BMC Psychiatry201313:337

https://doi.org/10.1186/1471-244X-13-337

Received: 29 November 2013

Accepted: 5 December 2013

Published: 16 December 2013

Abstract

Background

Involving patients in treatment is becoming increasingly popular in mental health [Sales & Alves: Personalized evaluation of psychological treatments: A review of tools and research designs, submitted]. However, in substance misuse treatment settings, the patient perspective about treatment tends to be overlooked. This has been cited as a key priority by Orford et al. [Addiction, 103: 875-885, 2008] who included patient feedback about treatment as one of ten areas requiring an urgent paradigm shift in addiction research and practice.
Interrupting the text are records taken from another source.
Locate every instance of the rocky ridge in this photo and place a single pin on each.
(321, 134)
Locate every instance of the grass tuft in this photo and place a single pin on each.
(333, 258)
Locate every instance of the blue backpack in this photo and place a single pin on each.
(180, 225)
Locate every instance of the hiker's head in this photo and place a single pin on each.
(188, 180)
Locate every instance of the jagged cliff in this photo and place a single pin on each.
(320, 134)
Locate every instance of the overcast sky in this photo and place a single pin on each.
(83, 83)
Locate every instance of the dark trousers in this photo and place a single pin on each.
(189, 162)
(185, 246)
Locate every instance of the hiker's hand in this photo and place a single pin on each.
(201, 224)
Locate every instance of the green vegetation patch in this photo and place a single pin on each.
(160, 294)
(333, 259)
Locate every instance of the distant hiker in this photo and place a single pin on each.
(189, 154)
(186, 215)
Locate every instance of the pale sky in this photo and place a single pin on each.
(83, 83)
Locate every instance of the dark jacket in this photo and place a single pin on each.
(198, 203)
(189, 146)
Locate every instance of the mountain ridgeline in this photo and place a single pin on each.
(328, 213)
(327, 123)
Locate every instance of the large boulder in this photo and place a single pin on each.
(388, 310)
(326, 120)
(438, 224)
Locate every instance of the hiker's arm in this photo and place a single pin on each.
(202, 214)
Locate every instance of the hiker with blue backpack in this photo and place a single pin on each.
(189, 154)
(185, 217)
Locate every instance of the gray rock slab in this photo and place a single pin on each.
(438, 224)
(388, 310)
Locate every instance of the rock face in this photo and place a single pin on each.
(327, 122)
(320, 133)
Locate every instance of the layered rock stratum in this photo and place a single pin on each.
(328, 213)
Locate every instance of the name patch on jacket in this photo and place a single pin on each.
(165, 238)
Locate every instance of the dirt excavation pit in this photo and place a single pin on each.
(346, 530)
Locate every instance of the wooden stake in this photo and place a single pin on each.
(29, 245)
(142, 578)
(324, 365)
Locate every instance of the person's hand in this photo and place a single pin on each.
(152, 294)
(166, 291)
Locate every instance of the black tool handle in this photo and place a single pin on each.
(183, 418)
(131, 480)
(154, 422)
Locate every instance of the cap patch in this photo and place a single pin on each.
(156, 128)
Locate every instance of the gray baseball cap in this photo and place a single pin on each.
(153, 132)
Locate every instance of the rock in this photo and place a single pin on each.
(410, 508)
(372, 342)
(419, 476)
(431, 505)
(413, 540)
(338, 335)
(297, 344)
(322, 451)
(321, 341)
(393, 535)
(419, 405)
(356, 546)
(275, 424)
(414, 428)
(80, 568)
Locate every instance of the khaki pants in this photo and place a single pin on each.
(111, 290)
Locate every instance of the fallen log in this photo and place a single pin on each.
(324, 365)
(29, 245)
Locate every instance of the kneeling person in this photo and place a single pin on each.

This project will apply an innovative method to involve substance misuse patients in psychological therapies, by asking them to suggest topics to evaluate their treatment. These topics suggested by patients can be written as a list of personalised items, so-called as patient-generated outcome measures (PGOM). Despite its patient-friendly features, PGOM’s have never been used in this population, which is what this project aims to overcome.

Methods/design

This project is part of an International Exchange Platform on Personalising Addiction Treatment. Data will be collected in two phases (pre-post study and focus groups with patients) to explore the following:

  1. 1).

    How reliable and sensitive to change are PGOM’s and standardised measures in substance misuse treatment?

     
  2. 2).

    Do PGOM’s add relevant information to standardised measures?

     
  3. 3).

    What are the views of substance misuse patients about personalised outcome assessment?

     
  4. 4).

    Development of guidelines on using PGOM’s in this population

     

Discussion

This research will potentially demonstrate the diversity of personal problems among patients seeking substance misuse treatment, suggesting the relevance of PGOM as a method to personalise outcome measurement and, ultimately, guiding treatment provision. It is expected that, as in previous studies, PGOM’s will be perceived as helpful and patient-friendly tools, where patients may express their own concerns in a semi-structured setting. Similarly to other populations, we also expect PGOM’s to be reliable, valid and sensitive to clinical changes in substance misuse treatment, as well as more content informative than their standardised counterparts. If these results are achieved, we might hypothesize that PGOM’s are a potentially valid supplement to traditional standardised scales, by providing a closer insight to what motivates patients to participate in substance misuse treatment programmes.

Keywords

Patient involvementPersonalised outcome measurementPatient perspectivePatient-generated outcome measuresIndividualized outcome measuresSubstance misuse treatment

Background

Involvement of the patient in mental health care is currently a subject of intense debate [Sales & Alves: Personalized evaluation of psychological treatments: A review of tools and research designs, submitted]. This approach involves listening to the patient perspective, taking into account his particular needs and his views about health care processes [1, 2]. Patient involvement with treatment is already being implemented in various mental health settings, such as psychiatric units [3] or primary mental health care [4] with encouraging results. In substance misuse treatment settings, the involvement of patients is also deemed to be of great importance, both by researchers [5] and policy makers (e.g. Institute on Drugs and Drug Addiction, Portugal). However, in this context, the patient perspective still remains often overlooked and our project will contribute to reducing this gap.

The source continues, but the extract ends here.